En proposant un accompagnement à l’orientation centré sur le projet de l’élève, nous nourrissons les illusions chez les adolescents d’un tout-est-possible. Dans cette démarche, la réflexion en orientation reste à un niveau individuel, propice à la souffrance psychique…. et désarticulée des problématiques d’organisation sociale du travail. Pourtant, le contexte actuel de crises sanitaire, économique, sociale et environnementale a amené beaucoup de personnes à s’interroger sur l’utilité de leur métier. Il serait dommage de ne pas faire profiter les jeunes de ces réflexions. Chaque jour, nous voyons un paradoxe agir. Alors que l’urgence climatique vient interroger notre surconsommation, lorsqu’on parle orientation et projection dans l’avenir, il s’agit avant tout d’une rêverie individuelle, celle d’un bon métier où l’on gagne de l’argent pour assurer une consommation qui ne manquerait de rien. Or, les ressources naturelles sont limitées.

Penser groupe social et problématiques collectives restreint les logiques de pensée individualiste.
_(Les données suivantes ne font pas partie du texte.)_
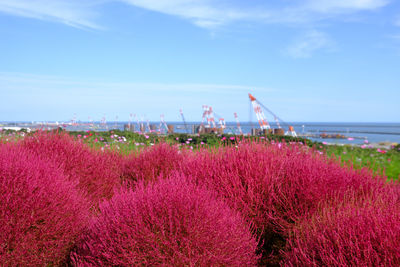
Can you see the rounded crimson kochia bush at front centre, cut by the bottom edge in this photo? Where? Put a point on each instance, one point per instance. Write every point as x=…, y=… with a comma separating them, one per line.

Aujourd’hui, il apparaît clairement que l’éducation à l’orientation ne peut plus se suffire de la question individuelle « Qu’est-ce que tu veux faire plus tard ? » mais se doit d’être une question collective : « Quelle société voulons-nous construire demain ? »

Adopter une démarche éthique
A quel moment apportons-nous l’intelligibilité aux jeunes de comprendre les enjeux sociétaux contemporains, de valoriser la diversité des métiers et leur utilité sociale, de rendre compte des injustices pour une conscience citoyenne entre les humains ? La période de confinement a conduit à repenser la considération allouée à certains métiers tels qu’agent/e de service hospitalier, éboueur/euse ou vendeur/euse en alimentation. Une didactique des métiers existe mais elle est peu présente à l’école. Or, cette démarche engagerait les jeunes dans l’acquisition d’outils de compréhension du monde qui les entoure.
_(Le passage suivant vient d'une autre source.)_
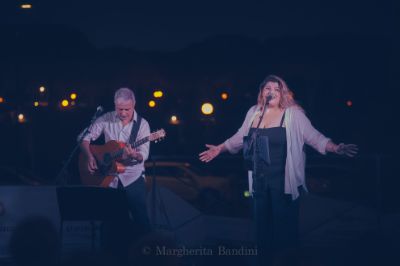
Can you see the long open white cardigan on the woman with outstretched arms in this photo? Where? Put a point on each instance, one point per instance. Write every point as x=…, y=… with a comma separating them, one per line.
x=298, y=131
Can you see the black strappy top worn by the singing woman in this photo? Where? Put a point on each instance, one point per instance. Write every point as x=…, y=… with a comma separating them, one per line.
x=271, y=175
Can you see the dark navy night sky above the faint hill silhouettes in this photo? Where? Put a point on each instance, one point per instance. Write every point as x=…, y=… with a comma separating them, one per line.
x=172, y=25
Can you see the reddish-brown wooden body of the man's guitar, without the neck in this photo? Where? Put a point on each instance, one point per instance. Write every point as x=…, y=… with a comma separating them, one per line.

Jean Guichard, spécialiste international en psychologie de l’orientation, interpelle depuis plusieurs années sur la nécessité d’adopter une démarche éthique. Si nous souhaitons construire une société plus humaine, soucieuse du vivant, permettant à chacun de prendre place dans la société, il nous faut offrir des espaces-temps aux jeunes pour débattre et imaginer le monde de demain. Le processus de construction d’un récit collectif soutiendrait l’espoir et l’effort pour la construction d’un monde respectueux du vivant. Il permettrait de s’approprier l’idée de justice sociale entre les métiers, car ce qui régit la vie entre les humains ne peut pas être la loi du plus fort. Celle-ci est destructive pour une société, elle conduit aux fractures entre les groupes humains, mais aussi à la jalousie et à l’envie d’avoir et de consommer toujours plus.
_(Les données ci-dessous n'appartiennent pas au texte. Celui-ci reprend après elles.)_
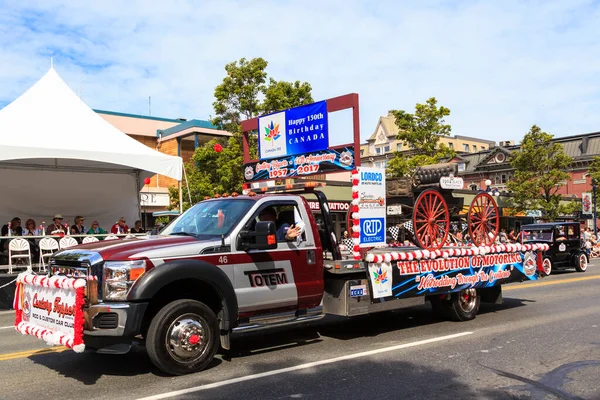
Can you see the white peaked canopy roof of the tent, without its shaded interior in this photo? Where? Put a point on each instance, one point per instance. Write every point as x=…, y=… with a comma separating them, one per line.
x=51, y=122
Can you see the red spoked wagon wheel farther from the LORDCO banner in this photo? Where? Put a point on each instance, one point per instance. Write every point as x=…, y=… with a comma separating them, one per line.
x=483, y=220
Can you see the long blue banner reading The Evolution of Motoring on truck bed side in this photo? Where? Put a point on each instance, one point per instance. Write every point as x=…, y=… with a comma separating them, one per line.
x=445, y=275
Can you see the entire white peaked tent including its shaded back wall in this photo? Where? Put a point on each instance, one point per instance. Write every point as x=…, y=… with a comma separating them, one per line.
x=58, y=156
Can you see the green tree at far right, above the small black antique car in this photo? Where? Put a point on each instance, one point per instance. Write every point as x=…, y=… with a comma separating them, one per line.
x=540, y=169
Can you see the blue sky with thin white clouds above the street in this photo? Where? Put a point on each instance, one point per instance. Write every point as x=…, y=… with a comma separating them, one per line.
x=500, y=66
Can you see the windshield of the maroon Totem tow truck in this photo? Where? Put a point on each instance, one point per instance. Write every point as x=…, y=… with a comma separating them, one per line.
x=209, y=218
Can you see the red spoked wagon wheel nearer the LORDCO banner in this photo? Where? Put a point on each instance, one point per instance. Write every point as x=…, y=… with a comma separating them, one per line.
x=431, y=220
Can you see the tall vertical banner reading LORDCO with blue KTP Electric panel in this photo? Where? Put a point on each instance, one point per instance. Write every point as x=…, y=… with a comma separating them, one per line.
x=371, y=206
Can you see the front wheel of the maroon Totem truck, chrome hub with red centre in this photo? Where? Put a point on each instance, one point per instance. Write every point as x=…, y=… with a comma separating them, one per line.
x=183, y=337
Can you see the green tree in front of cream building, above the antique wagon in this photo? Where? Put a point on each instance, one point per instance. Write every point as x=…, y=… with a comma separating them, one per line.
x=421, y=131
Il s’avère indispensable d’accompagner les jeunes à pouvoir conduire la société dans une direction qui fasse sens. Lieu de construction de la citoyenneté, l’école est propice à être un lieu d’apprentissage du débat et de l’altérité si nous souhaitons allier vie démocratique et transformations sociétales. Ces espaces réflexifs favoriseraient le travail de deuil du « paradis perdu ». Parce que construire un monde habitable et respectueux du vivant fait sens, il est temps aujourd’hui d’adopter une démarche en orientation humaniste qui favorise l’élaboration d’un rapport « Je-Nous », entre individualités et collectif.